Lernende von Heimküchen hatten an der diesjährigen Schweizer Meisterschaft für Kochlernende, der «Gusto 25», die Nase vorn: Céline Grossmann von der Stiftung für Betagte in Münsingen BE belegte den ersten und Nicolas Imholz vom Altersheim Spannort in Erstfeld UR den zweiten Platz. Im Gespräch nennen sie Gründe dafür: Von Kindsbeinen stehen die beiden zu Hause am Herd und suchten danach den Teamgeist in familiären Betrieben, um ihre Leidenschaft auszuleben.

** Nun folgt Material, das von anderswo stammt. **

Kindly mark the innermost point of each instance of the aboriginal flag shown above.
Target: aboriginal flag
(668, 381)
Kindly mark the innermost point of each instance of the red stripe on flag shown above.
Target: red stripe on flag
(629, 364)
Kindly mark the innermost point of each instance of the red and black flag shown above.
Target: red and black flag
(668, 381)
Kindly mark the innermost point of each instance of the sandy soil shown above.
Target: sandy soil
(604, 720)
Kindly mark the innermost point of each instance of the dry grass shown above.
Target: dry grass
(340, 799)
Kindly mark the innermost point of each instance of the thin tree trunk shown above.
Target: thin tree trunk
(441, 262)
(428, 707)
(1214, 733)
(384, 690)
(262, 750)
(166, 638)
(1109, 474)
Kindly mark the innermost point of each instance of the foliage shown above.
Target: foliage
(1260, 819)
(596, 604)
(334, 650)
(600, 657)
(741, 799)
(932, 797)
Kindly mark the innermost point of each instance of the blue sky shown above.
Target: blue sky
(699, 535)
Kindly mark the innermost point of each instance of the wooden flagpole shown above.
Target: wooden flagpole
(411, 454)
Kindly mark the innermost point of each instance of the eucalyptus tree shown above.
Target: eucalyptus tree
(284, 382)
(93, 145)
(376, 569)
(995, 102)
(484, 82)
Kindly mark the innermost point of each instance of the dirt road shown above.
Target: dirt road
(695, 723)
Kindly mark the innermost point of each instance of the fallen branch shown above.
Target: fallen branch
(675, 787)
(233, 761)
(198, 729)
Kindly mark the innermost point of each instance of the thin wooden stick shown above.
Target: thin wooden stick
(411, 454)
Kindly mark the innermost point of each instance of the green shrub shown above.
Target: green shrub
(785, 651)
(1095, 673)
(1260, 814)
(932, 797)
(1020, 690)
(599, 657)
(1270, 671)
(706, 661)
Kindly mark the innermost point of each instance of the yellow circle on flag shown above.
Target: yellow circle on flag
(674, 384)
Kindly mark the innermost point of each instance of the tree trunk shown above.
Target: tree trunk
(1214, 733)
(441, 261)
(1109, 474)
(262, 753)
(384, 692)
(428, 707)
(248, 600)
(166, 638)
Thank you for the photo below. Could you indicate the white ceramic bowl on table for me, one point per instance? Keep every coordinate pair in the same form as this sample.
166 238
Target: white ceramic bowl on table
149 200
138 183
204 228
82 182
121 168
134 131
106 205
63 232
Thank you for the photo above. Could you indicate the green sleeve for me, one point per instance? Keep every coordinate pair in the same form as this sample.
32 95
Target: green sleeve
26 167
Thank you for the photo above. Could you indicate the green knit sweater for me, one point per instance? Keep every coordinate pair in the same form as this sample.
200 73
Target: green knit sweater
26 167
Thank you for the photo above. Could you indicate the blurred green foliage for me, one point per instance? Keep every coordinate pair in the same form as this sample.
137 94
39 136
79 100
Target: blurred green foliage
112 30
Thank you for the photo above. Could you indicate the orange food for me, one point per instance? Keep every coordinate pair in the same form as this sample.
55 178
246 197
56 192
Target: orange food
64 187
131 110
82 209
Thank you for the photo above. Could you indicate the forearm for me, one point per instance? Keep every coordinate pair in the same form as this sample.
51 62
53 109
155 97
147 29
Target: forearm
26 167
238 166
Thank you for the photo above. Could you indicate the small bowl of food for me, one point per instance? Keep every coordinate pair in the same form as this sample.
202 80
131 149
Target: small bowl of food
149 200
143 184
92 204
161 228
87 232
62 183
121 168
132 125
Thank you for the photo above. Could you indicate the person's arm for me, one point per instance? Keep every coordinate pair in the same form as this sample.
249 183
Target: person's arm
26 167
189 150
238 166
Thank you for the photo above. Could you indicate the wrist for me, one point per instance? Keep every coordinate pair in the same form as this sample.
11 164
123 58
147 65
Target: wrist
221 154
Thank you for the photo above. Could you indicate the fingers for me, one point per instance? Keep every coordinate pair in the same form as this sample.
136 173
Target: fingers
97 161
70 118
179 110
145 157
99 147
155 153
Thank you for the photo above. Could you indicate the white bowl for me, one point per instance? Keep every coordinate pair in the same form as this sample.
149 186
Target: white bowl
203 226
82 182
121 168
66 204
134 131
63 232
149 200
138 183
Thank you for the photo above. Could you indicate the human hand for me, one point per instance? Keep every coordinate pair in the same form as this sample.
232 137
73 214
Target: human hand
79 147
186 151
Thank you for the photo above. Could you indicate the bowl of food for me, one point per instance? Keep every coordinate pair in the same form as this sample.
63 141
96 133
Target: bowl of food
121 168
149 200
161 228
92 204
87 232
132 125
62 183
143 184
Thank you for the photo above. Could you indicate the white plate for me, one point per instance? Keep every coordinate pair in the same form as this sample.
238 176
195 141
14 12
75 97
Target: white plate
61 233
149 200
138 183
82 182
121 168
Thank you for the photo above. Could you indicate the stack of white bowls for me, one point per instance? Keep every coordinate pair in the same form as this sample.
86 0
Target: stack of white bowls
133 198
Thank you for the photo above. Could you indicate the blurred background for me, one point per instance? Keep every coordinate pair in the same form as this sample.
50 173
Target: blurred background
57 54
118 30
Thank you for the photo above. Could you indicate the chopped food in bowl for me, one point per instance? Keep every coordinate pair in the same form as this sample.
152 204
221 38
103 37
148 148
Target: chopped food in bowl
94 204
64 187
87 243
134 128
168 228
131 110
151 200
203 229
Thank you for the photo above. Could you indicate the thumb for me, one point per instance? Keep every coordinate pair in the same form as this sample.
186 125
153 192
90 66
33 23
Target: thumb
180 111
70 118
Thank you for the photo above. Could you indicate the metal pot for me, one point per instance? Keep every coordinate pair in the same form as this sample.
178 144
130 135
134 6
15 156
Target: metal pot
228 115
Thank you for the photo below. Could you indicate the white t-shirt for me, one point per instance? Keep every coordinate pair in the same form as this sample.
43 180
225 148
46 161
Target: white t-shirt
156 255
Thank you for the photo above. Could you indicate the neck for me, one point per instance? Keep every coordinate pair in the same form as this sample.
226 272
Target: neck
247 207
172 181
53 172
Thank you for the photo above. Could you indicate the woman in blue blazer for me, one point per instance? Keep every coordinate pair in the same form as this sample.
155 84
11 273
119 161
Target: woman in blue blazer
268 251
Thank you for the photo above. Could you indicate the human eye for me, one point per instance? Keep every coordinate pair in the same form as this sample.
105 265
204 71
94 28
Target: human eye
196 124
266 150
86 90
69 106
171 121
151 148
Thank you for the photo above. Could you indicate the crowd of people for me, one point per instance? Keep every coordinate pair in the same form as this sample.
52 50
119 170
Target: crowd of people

«Es hat so viel Spass gemacht», lässt Céline Grossmann (18) tags darauf wissen. Der Spass war an der Preisverleihung der Schweizer Meisterschaft für Kochlernende am Transgourmet/Prodega-Galadiner im Zürcher Kongresshaus vom 14. März unübersehbar. Ausschlaggebend war nicht die Auszeichnung allein, sondern auch der Ansporn und die Kameradschaft, die Grossmann und die anderen fünf Kochlernenden gemeinsam erlebten, während sie für den Wettbewerb zuerst Probe kochten und danach im Preiskochen wetteiferten. Spontan umarmte Grossmann an der Preisverleihung Nicolas Imholz (18), als er den zweiten Preis erhielt.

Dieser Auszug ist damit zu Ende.